25-08-2017, 09:32 PM
Metrics and Information Retrieval
Metrics and IR.pptx (Size: 1.33 MB / Downloads: 64)
Introduction: -
Primary Concern : -
Effectiveness in Information Retrieval (IR) field.
Information retrieval (IR) is the task of representing, storing, organizing, and offering access to information items.
To evaluate an IR system is to measure how well the system meets the information needs of the users.
This is troublesome, given that a same result set might be interpreted differently by distinct users
To deal with this problem, some metrics have been defined that, on average, have a correlation with the preferences of a group of users
Without proper retrieval evaluation, one cannot
determine how well the IR system is performing
compare the performance of the IR system with that of other systems, objectively
Retrieval evaluation is a critical and integral component of any modern IR system
Retrieval performance evaluation consists of associating a quantitative metric to the results produced by an IR system
This metric should be directly associated with the relevance of the results to the user
Usually, its computation requires comparing the results produced by the system with results suggested by humans for a same set of queries
As per now total no. of various metrics available are 44.
Classification is based on two factors: Relevance & Retrieval.
Precision @ N ( P@N ) and R-Precision: -
Precision and recall are not enough for evaluating IR systems.
For example, if we have two systems that retrieve 10 documents each, 5 relevant and 5 not relevant, both have precision 0.5, but a system that has the first 5 retrieved documents relevant and the next 5 irrelevant is much better than a system that has the first 5 retrieved documents irrelevant and the next 5 relevant (because the user will be annoyed to have to check the irrelevant documents first).
Thus, modified measures that combine precision and recall and consider the order of the retrieved documents are needed.
Some good measures are: precision at 5 retrieved documents, precision at 10 retrieved documents or some other cut-off point (N); the R-Precision.
The R-precision is the precision at the R-th position in the ranking of the results for a query that has R known relevant documents. Precision is equal to Recall at the R-th position.
Other Measures
Relative recall: the ratio between the number of relevant documents found and the number of relevant documents the user expected to find
Recall effort: the ratio between the number of relevant documents the user expected to find and the number of documents examined
Q – measure and R – measure: -
The following are some properties of Q-measure and R-measure:
Q-measure is equal to one iff a system output is an ideal one.

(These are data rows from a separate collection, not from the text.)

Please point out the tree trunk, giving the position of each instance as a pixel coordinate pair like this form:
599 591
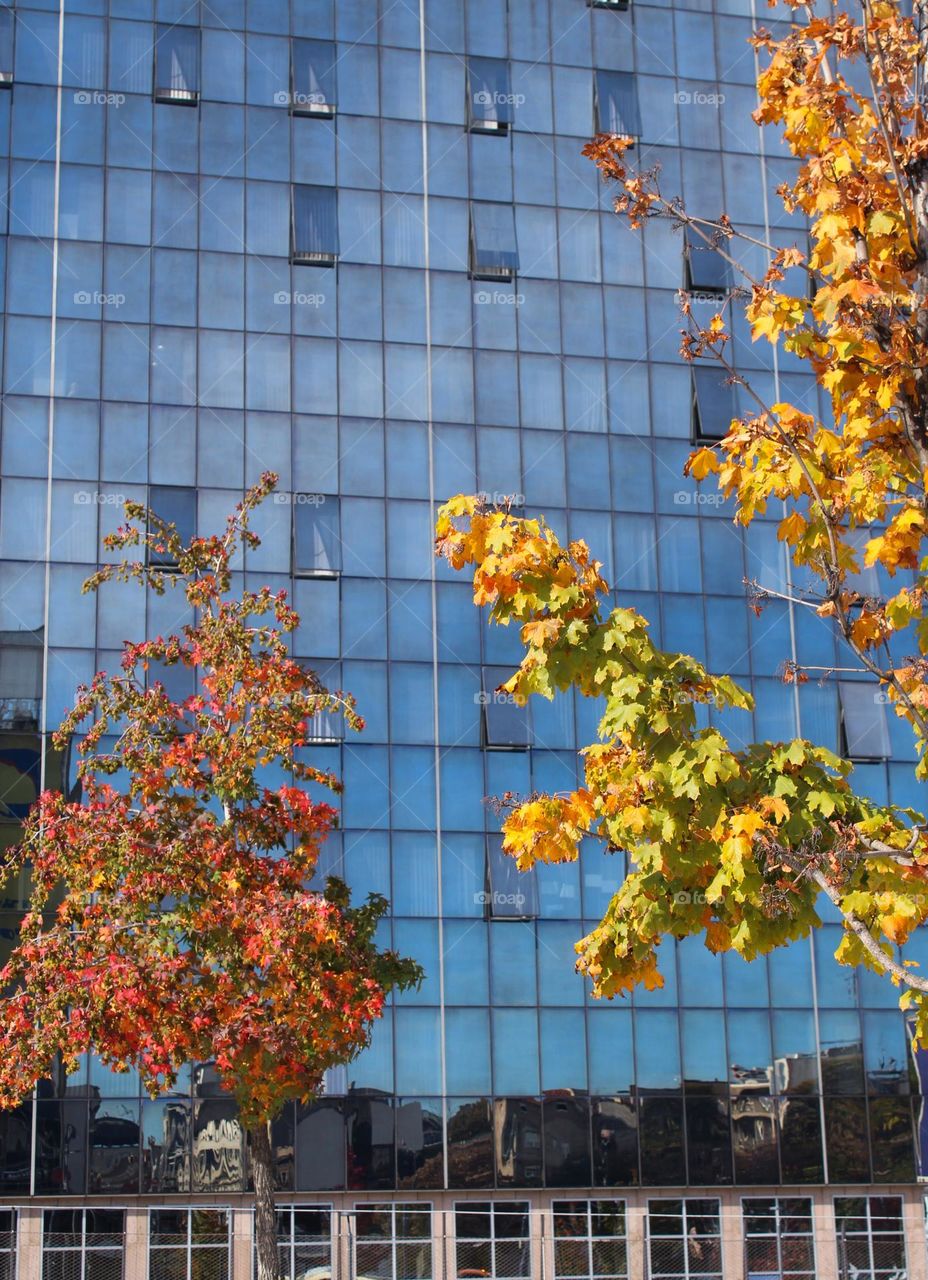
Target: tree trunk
265 1208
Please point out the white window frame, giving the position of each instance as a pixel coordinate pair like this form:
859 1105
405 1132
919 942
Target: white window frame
494 1207
872 1237
188 1246
689 1271
289 1242
382 1206
80 1244
777 1234
588 1202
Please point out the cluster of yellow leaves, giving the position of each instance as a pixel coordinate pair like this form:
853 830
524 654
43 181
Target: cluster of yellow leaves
712 833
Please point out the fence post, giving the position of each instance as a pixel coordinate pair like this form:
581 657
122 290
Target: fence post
136 1243
636 1234
732 1243
30 1243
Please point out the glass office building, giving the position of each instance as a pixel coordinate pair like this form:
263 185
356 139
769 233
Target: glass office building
355 242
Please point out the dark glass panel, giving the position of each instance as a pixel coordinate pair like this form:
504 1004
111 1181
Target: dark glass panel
661 1120
312 77
567 1142
314 225
489 95
16 1147
519 1155
845 1128
615 1142
892 1147
218 1147
167 1144
419 1143
371 1144
616 103
114 1147
800 1141
713 403
886 1055
494 252
754 1136
282 1139
316 535
470 1143
320 1164
842 1061
62 1147
506 723
708 1142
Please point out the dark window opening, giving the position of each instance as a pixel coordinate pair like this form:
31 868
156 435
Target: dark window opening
510 894
21 681
504 722
314 225
494 251
177 65
316 535
312 78
489 96
864 732
5 46
616 104
713 403
704 268
177 507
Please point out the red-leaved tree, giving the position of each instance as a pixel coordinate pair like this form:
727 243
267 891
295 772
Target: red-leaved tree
187 929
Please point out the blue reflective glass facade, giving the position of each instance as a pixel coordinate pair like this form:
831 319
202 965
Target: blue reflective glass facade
309 237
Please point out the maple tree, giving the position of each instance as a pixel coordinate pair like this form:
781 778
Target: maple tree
187 928
739 844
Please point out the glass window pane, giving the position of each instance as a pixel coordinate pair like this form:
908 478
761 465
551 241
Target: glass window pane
177 64
314 232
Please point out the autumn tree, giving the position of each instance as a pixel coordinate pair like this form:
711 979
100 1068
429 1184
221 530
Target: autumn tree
188 927
740 844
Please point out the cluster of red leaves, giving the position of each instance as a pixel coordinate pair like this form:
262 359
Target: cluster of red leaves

R-measure is equal to one iff all of the top R documents are (at least partially) relevant; That is, it cannot tell the difference between an ideal ranked output and (say) an output that has all B-relevant documents at the very top, followed by all A-relevant ones, followed by all S-relevant ones.
In a binary relevance environment, Q-measure = AveP holds iff there is no relevant document below Rank R, and Q-measure > AveP holds otherwise.
In a binary relevance environment, R-measure = R-Prec.
With small gain values, Q-measure behaves like AveP.
With small gain values, R-measure behaves like R-prec.
IR metrics based on graded-relevance are required to:
Prefer systems that return highly relevant documents to those that return partially relevant documents;
Prefer systems that have relevant documents near the top of the ranked list to those that have relevant documents near the bottom.
Q-measure an averageable graded relevance metric.
Q-measure which is very highly correlated with AveP and is at least as stable and discriminative as AveP.
Q-measure uses recall as the basis, whereas nDCG is rank based .
Q-measure is more flexible than normalized Discounted Cumulative Gain and generalized Average Precision.